TransWikia.com

Confusion with parallelism in verb tenses

English Language & Usage Asked by Raffi Wineburg on August 13, 2021

I came across a sentence: Rural hospitals across the US face financial losses and, as a result, have struggled to stay open.

My inclination is that this sentence is not quite correct because of the lack of parallelism between "face" and "have struggled". But does the phrase "as a result" somehow make the change of tense acceptable?

Thanks!

One Answer

Parallelism or a lack of it is often a matter of style rather than grammar (i.e. acceptability). In particular, coordination of verb phrases whose tenses are different is not rare in published literature. Your sentence

[1] Rural hospitals across the US face financial losses and have struggled to stay open.

would generally be judged as acceptable by native speakers.

So would be

[2] Rural hospitals across the US have struggled to stay open and face financial losses.

Whether [1] and/or [2] are lacking in stylistic merit is a separate question. To my ear, they are actually fine.
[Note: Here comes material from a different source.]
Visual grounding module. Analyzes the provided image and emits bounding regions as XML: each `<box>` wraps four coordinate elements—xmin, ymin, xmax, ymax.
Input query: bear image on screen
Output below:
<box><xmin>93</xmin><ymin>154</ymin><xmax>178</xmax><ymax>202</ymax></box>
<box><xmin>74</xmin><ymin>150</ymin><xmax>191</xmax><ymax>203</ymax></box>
But that is a matter of personal opinion and taste, not English grammar.

Here are some examples from the Corpus of Contemporary American English (COCA)

The Predators don't have terrific center depth and have struggled scoring this season.

The 4,000 strong regional protection force adds to the more than 12,000 peacekeepers who are already in South Sudan and have struggled to protect civilians.

Several of the middle schools there are less than 60 percent full and have struggled to meet state standards.

And here are some related examples from the British National Corpus (BNC)

Most of the twenty or so men and women in the Cabinet are well known to one another and have worked together over some years.

I am pleased to accept the appointment and have taken note of the terms laid down in your letter.

Many LEAs deliberately try to avoid invoking the formal legal procedures unless absolutely necessary and have developed procedures which enable individual truancy cases to be examined 'in the round'.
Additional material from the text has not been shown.